A higher similarity threshold (closer to 1.0) requires prompts to be nearly identical for a cache hit. A lower threshold allows more variation but increases the risk of returning a response to a slightly different question.

Default Routing Strategy

Select the system-wide default routing strategy. This applies to any request that does not match a specific routing rule on the Routing page.

Available strategies:

  • Priority
  • Round Robin
  • Weighted
  • Least Latency
  • Least Cost
  • Free Tier First
  • Task Optimized
  • Cost Optimized
  • Failover

See the Routing Configuration page for detailed descriptions of each strategy.

Allowed Providers

Select which provider types are available for use in the gateway. Unchecked providers cannot be added or activated. The full list of available provider types:

openai, anthropic, google, azure, bedrock, cohere, mistral, deepseek, groq, together-ai, fireworks, xai, cerebras, sambanova, replicate, elevenlabs, stability

Leave all checked to allow any provider type.

Allowed Models

Restrict which model IDs can be used through the gateway. Enter one model ID per line (e.g. gpt-4, claude-3-opus). Leave the field empty to allow all models.

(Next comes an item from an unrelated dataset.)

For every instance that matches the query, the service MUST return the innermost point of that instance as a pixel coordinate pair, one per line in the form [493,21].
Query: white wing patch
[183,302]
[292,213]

This acts as an allowlist — only models listed here will be routable. Combined with per-provider model registrations, this gives you two layers of control over which models are accessible.

SSO Configuration

Single Sign-On can be enabled and configured directly from the Settings page. Toggle Enable Single Sign-On and select a provider:

OIDC (OpenID Connect)

FieldDescription
Issuer URLThe OIDC discovery endpoint (e.g. https://accounts.google.com)
Client IDOAuth client identifier
Client SecretOAuth client secret (leave blank to keep the current value)
ScopesSpace-separated OIDC scopes (default: openid email profile)

SAML 2.0

FieldDescription
IdP SSO URLThe identity provider’s single sign-on entry point
IdP Entity IDThe issuer identifier from your identity provider
IdP Signing CertificateThe X.509 certificate in PEM format used to verify SAML assertions

SIEM Integration

Export audit logs to an external Security Information and Event Management system. Select a SIEM type and configure the connection:

SIEM TypeEndpoint Example
Splunk HEChttps://splunk:8088/services/collector
Elasticsearch / ELKhttps://elasticsearch:9200
Webhookhttps://webhook.example.com/audit

Additional fields:

  • Auth Token — Authentication credential for the SIEM endpoint
  • Batch Size — Number of events per batch (1 to 1,000; default: 100)

Use the Test Connection button to verify connectivity before saving. The test result displays inline as “Connection successful” or “Connection failed.”

Saving Changes

All settings on this page are saved atomically via PUT /api/admin/settings. The Save Settings button is disabled while a save is in progress to prevent duplicate submissions.